San Francisco is a place where you just never know what you're going to see and experience as night falls, and it's always a great time! This particular Night Owls Workshop did not disappoint in presenting us with a unique variety of interesting sights, as is almost always the case.
Brian and I met our group at Baker Beach as the fog was rolling in, and we knew we would have some nice photo ops because of the influence that the roaming mists gives it's subjects. San Francisco and fog go together very well! The orientation was full of anticipation, and everyone was excited to learn more about night photography. We had an excellent group with varied amounts of experience with using a DSLR camera and a wanting to learn more about shooting in the dark. So after we got through with our introductions we headed off to our first location.
We typically would start off our workshop along the beach, shooting the Golden Gate bridge as the sun sets, but this time the fog made it downright invisible, which meant that we had the opportunity to start at the Palace of Fine Arts while the light shifted from day to night. Typically we hit this location after the light has faded so it was excellent to have a chance to whip out the gradient filters and teach everyone how to lengthen an exposure while it's still light out.
We started out under and just outside the main dome and played around with perspectives and some basic framing lessons. In the daylight, the textures and colors of the architectures really comes through, and it's also a fantastic way to learn how to correctly expose an indoor/outdoor scene with the greatly varying dynamic range of light.
After a short time we moved ourselves and set up at the reflecting pond. Here we found great vantage points as the light began to change. It's a whole lot of fun to get images of this place as high fog passes over this old building's dome, swirling and turning colors as the sun sets! When we finished shooting the sunset, we stayed in our places because blue hour (twilight) shooting immediately began. This time is also known as the “Magic Hour” because of the way that colors saturate in the low light of post daylight. This is my favorite time of day to teach this class. The royal blue sky contrasts so well with the warm golden colors of the building, and because of the dark of night beginning to take over, we now have the opportunity to REALLY start playing with long exposures. When you keep your shutter open anywhere from 30 seconds to a full minute, the reflecting pond turns into a beautiful glassy mirror, and the results our students were getting were picture postcard perfect!
Once the blue hour was over, we moved the class back to the areas underneath the dome of the building and were surprised by a sudden and unexpected visit by a large number of bicyclists celebrating a monthly event in the city that is called Critical Mass. During this event hundreds of riders take to the streets of the city and wind their way through it's many streets. Though their numbers dwindled by the time they reached this spot, It was still a very strange sight to see such a large amount of cyclists traveling under the dome in circles, many with various lights attached to their bikes while music pulsed from a big stereo system attached to the end of one of a large modified tricycle. There was even a person riding a unicycle! Needless to say, we took our newfound skill set at shooting long exposures and applied it to this unexpected event. Some in our number figured out very quickly how to pan their cameras in a one second exposure, creating interesting motion blurs in the background while keeping the subject of their pictures sharp.

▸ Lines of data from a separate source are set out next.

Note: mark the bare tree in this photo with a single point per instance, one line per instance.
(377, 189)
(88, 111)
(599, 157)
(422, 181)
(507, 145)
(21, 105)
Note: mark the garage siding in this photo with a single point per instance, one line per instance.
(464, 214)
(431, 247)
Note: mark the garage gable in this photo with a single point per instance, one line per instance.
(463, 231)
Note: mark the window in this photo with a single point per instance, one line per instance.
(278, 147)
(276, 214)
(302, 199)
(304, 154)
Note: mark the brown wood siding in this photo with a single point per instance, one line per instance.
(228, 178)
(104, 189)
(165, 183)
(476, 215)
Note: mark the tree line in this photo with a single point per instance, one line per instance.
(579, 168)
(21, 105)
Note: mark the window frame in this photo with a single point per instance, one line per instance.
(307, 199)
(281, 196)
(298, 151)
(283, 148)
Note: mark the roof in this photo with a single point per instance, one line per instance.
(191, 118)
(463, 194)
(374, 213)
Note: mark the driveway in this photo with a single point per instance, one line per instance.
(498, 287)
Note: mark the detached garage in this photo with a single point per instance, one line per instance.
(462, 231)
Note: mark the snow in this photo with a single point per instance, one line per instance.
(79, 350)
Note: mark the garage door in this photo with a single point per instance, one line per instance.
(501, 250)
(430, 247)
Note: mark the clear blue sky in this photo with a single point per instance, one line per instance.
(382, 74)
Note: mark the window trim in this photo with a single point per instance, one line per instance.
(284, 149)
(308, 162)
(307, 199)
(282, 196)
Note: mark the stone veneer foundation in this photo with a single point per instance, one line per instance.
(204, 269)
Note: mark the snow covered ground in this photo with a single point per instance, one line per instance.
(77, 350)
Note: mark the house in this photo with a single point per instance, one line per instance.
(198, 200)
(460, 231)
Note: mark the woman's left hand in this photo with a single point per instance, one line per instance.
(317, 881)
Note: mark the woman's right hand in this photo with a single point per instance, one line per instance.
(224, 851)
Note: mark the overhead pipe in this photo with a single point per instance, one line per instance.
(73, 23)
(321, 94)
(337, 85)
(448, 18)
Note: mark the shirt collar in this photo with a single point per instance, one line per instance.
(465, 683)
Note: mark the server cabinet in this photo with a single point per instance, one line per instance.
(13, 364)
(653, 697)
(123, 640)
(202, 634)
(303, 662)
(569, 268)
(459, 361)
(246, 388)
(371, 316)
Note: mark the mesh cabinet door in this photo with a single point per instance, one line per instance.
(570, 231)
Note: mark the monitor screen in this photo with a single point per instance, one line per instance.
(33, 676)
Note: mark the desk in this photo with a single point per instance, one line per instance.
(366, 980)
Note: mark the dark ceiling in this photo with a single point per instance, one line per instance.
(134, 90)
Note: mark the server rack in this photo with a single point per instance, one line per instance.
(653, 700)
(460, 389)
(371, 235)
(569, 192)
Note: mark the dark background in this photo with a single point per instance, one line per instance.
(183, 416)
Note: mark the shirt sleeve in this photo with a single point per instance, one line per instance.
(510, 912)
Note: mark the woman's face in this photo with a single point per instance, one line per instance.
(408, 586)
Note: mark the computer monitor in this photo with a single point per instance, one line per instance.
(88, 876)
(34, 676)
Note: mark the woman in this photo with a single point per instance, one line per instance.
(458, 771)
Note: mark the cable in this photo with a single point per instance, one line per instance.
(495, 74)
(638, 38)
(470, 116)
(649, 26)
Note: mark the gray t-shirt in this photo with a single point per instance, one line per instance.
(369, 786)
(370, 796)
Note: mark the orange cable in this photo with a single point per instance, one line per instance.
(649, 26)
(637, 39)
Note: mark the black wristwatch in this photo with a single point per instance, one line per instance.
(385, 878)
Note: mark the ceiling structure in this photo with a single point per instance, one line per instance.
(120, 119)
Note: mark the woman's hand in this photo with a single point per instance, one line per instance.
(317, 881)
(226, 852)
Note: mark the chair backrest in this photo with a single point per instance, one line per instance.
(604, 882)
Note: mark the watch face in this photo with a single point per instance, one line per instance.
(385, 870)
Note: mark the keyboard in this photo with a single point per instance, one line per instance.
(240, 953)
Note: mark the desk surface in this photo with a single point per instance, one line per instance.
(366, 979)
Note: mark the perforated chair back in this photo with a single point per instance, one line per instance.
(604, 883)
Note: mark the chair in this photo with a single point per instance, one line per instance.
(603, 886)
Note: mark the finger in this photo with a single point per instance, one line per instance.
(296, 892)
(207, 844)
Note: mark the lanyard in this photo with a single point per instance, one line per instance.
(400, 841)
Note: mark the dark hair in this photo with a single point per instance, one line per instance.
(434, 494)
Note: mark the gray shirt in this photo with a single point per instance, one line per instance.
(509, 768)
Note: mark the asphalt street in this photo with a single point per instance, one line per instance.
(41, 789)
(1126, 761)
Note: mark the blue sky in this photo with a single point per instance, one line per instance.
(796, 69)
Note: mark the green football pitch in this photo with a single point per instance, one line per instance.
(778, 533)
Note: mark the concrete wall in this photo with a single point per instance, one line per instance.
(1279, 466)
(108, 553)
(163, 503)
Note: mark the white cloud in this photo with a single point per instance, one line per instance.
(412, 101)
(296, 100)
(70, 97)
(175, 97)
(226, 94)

The next stop was the famously winding Lombard Street. The usual goal we have at Lombard Street is to work on long exposures to capture moving headlights/taillights as they wind their way down the very unique narrow street. Brian usually takes the students to a vantage point at a low angle to catch the headlights winding down the way while I take a higher perch, showing the students how to get both the trail of red tail lights and the iconic city both into their frames. As a bonus, from this place there is a great view of Coit Tower, the Saint Peter and Paul Cathedral, plus the Bay Bridge that shows them tightly fit together which those who have a 100mm ability can also shoot.
After we have shot both sides of this iconic landmark we're ready for a break in North Beach for some refreshments and a quick recharge.
After everyone is rested, warmed and filled we head to our final destination of the evening, the newly lit up Bay Bridge! We set up along the embarcadero where everyone who has a sufficient wide angle can get amazing images of the entire western span of the bridge as the 25,000 new lights illuminate the cables. Here we get to really get into the long exposure, keeping the lens open for two minutes at times. Here we also teach more lessons on how to control the white balance of the camera and explain how the f/stop relates to the focal range of the subject. Nighttime truly teaches a budding photographer how to control their camera and make it do what they want. Brian and I both made certain that the lessons of the evening were making sense to all who were a part of this class and were very please to once again see that the information we had been giving out was sinking in and becoming a part of each of our students photographic skill sets. That always makes our day! ...er, night.
Everyone came away with a bunch of really nice images and experiences to go along with them. It's San Francisco at night...how could they not???
UNTIL NEXT TIME!
On behalf of Brian, Matt and the Aperture Academy team, we thank you for a another great workshop!